Molière escreveu uma comédia chamada Les fâcheux [os importunos que eu traduziria hoje como os chatos por ser mais modernoso]. Nessa comédia um sujeito só quer dar uma namoradinha e é impedido por uma legião de chatos um a um. Diz que quando o Rei Luís XIV assistiu a Les fâcheux ele gostou tanto da ideia que comentou com o Molière que faltava um chato. No dia seguinte a peça já foi apresentada com o novo chato importado da cabeça real. Se Molière me conhecesse, haveria na peça um chato cuja única frase seria “Leia Sapatos Brancos”.

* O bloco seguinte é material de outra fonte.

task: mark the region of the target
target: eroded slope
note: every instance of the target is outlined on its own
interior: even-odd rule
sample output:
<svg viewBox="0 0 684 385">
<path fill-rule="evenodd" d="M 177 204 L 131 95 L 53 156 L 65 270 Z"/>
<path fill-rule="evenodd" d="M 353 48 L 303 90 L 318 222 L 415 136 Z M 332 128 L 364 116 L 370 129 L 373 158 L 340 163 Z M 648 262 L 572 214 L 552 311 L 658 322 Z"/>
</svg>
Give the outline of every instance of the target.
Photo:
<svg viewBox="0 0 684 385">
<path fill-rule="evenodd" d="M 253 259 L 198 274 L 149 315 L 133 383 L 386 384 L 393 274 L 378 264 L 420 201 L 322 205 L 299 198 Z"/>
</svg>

Imagine, leitor amigo, um homem que recria uma cidade inteira com todas suas vozes e suas histórias, grandes ou pequenas. Imagine agora que este homem colocou todos nessa cidade envolvidos numa série de assassinatos misteriosos. Imagine que você vai ouvir a voz de cada personagem e viver com cada um suas angústias e suas alegrias. Imagine que a leitura é tão fluida e escorreita que você já é levado desde o primeiro parágrafo. Imagine que tudo pode acontecer nesse romance.

Você, leitor imaginativo, terá imaginado um décimo do prazer e da alegria que é ler Sapatos Brancos. A doçura, a força, a poesia e  a correção você não terá imaginado. Por isso, leia Sapatos Brancos.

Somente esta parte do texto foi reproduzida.